PHILEAS: HALO takes off from Anchorage for further measurement flights
Press release of Forschungszentrum Jülich and Johannes Gutenberg University Mainz
Anchorage. In the PHILEAS project (Probing High Latitude Export of Air from the Asian Summer Monsoon), measurement flights with the high-altitude research aircraft HALO have been carried out since August 6, 2023, under the leadership of Forschungszentrum Jülich and Johannes Gutenberg University Mainz. The scientists involved want to investigate the influence of the Asian summer monsoon on the global climate until the beginning of October. After the first campaign phase from Oberpfaffenhofen with flights to the eastern Mediterranean region and northern Europe, they have drawn a positive interim balance: Among other things, the measurements showed increased concentrations of climate gases such as methane and heavily polluted air masses. HALO has now landed in Anchorage, Alaska. Over the weekend, the second part of the campaign began there with measurement flights over the Pacific. In a new video on the YouTube channel of Forschungszentrum Jülich, the researchers present the methods and goals of the PHILEAS campaign.

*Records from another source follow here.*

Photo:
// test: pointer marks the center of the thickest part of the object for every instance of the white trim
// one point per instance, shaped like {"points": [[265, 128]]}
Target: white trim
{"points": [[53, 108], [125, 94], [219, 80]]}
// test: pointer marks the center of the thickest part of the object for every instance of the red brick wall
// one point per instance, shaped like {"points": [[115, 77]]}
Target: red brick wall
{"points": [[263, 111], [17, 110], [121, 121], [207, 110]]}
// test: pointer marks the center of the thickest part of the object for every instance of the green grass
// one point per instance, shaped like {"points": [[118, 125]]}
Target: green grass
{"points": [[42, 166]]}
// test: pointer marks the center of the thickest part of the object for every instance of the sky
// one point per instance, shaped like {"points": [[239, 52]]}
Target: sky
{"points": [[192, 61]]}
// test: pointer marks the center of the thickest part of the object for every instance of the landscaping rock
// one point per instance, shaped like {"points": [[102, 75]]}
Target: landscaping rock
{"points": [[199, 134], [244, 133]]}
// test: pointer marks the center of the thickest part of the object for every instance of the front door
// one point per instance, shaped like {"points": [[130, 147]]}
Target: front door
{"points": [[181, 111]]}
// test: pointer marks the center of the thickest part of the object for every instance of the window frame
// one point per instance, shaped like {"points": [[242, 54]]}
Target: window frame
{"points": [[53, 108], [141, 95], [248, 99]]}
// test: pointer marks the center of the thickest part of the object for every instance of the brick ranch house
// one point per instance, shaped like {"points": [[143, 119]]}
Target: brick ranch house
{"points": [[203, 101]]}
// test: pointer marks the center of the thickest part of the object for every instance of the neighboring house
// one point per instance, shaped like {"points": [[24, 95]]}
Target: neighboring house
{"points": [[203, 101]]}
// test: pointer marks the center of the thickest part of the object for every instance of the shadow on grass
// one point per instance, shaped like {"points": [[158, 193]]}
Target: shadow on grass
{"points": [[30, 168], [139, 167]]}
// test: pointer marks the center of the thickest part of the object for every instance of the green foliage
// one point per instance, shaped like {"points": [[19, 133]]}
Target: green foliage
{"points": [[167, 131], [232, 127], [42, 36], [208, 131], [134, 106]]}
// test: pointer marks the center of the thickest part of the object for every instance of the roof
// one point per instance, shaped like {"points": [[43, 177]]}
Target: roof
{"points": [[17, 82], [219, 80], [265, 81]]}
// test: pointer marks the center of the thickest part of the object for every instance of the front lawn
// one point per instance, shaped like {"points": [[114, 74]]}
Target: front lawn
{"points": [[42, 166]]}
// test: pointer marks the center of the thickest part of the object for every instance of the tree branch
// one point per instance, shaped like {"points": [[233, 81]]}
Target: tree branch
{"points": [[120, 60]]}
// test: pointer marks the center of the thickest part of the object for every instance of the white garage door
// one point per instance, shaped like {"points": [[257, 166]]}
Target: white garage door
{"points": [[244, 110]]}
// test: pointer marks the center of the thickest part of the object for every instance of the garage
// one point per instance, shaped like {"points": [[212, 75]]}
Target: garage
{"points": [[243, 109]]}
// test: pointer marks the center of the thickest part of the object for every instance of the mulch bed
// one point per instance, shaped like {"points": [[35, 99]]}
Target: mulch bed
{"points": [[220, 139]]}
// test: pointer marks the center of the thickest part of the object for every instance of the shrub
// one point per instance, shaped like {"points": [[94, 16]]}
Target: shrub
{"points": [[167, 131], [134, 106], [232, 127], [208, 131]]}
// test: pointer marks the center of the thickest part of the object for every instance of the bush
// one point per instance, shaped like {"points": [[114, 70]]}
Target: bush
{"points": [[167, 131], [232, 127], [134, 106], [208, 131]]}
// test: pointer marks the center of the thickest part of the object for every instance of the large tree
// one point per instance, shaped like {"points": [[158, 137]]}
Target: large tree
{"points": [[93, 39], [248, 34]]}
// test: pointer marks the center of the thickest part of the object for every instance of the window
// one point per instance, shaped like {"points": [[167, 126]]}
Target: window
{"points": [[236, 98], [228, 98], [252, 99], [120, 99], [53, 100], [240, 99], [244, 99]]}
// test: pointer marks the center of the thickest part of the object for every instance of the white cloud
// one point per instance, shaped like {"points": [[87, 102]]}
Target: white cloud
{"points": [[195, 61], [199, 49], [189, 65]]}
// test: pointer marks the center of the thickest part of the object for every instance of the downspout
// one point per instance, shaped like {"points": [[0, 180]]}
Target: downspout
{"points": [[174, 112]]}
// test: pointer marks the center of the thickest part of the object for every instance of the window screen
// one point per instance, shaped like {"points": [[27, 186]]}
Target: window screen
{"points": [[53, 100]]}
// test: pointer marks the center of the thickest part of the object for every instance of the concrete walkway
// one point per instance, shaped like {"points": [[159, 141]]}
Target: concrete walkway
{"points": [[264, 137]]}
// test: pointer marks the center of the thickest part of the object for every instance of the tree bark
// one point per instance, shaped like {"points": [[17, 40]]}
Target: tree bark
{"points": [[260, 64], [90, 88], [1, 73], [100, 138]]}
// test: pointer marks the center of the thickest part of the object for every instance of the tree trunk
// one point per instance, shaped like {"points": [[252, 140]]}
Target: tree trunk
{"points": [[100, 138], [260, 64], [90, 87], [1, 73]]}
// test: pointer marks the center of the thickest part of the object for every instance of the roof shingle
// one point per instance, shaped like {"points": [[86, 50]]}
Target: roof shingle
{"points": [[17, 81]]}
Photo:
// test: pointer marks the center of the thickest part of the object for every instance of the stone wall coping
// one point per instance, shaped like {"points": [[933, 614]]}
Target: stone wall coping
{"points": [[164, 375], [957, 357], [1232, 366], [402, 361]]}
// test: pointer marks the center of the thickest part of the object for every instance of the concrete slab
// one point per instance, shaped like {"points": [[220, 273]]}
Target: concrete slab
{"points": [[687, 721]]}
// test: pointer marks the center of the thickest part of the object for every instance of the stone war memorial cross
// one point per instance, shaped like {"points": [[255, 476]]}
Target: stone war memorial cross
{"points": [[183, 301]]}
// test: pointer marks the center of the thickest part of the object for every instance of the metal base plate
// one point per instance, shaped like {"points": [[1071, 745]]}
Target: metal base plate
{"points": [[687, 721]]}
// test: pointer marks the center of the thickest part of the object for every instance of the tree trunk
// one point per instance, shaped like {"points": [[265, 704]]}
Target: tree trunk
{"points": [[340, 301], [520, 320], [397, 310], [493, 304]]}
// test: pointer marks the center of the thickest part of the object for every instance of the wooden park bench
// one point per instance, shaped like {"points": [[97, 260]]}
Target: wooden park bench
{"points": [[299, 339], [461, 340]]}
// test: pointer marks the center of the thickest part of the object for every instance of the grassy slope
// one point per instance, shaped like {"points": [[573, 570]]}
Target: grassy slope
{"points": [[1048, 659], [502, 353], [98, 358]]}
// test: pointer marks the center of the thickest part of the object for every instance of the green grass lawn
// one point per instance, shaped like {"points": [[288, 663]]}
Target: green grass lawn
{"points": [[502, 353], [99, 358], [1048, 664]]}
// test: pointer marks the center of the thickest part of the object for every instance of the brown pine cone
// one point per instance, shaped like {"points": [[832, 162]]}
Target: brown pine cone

A working group from the Leibniz Institute for Tropospheric Research (TROPOS) and the Leipzig University is participating with a device: "We participate in the campaign by measuring physical properties of aerosols. Such in-situ measurements are a good opportunity to observe nucleation processes in the atmosphere to learn more about cloud formation," explains Prof. Mira Pöhlker from TROPOS and the Leipzig University.
To the press release of Forschungszentrum Jülich and Johannes Gutenberg University Mainz: https://www.fz-juelich.de/de/aktuelles/news/pressemitteilungen/2023/phileas-halo-startet-in-anchorage-zu-weiteren-messfluegen
To the video: https://youtu.be/56W6WP7zpWA
In addition to the Jülich Research Center and the University of Mainz, partners in the PHILEAS project are the Karlsruhe Institute of Technology (KIT), the German Aerospace Center (DLR), the Leibniz Institute for Tropospheric Research in Leipzig (TROPOS), the Max Planck Institute for Chemistry in Mainz, and the Universities of Frankfurt and Wuppertal. The scientific flights are supported by a team of about 70 people.
The research aircraft HALO (High Altitude and Long Range Research Aircraft) is a joint initiative of German environmental and climate research institutions. HALO is funded by grants from the German Federal Ministry of Education and Research (BMBF), the German Research Foundation (DFG), the Helmholtz Association, the Max Planck Society (MPG), the Leibniz Association, the Free State of Bavaria, the Karlsruhe Institute of Technology (KIT), the Research Center Jülich (FZJ) and the German Aerospace Center (DLR). DLR is both the owner and operator of the aircraft.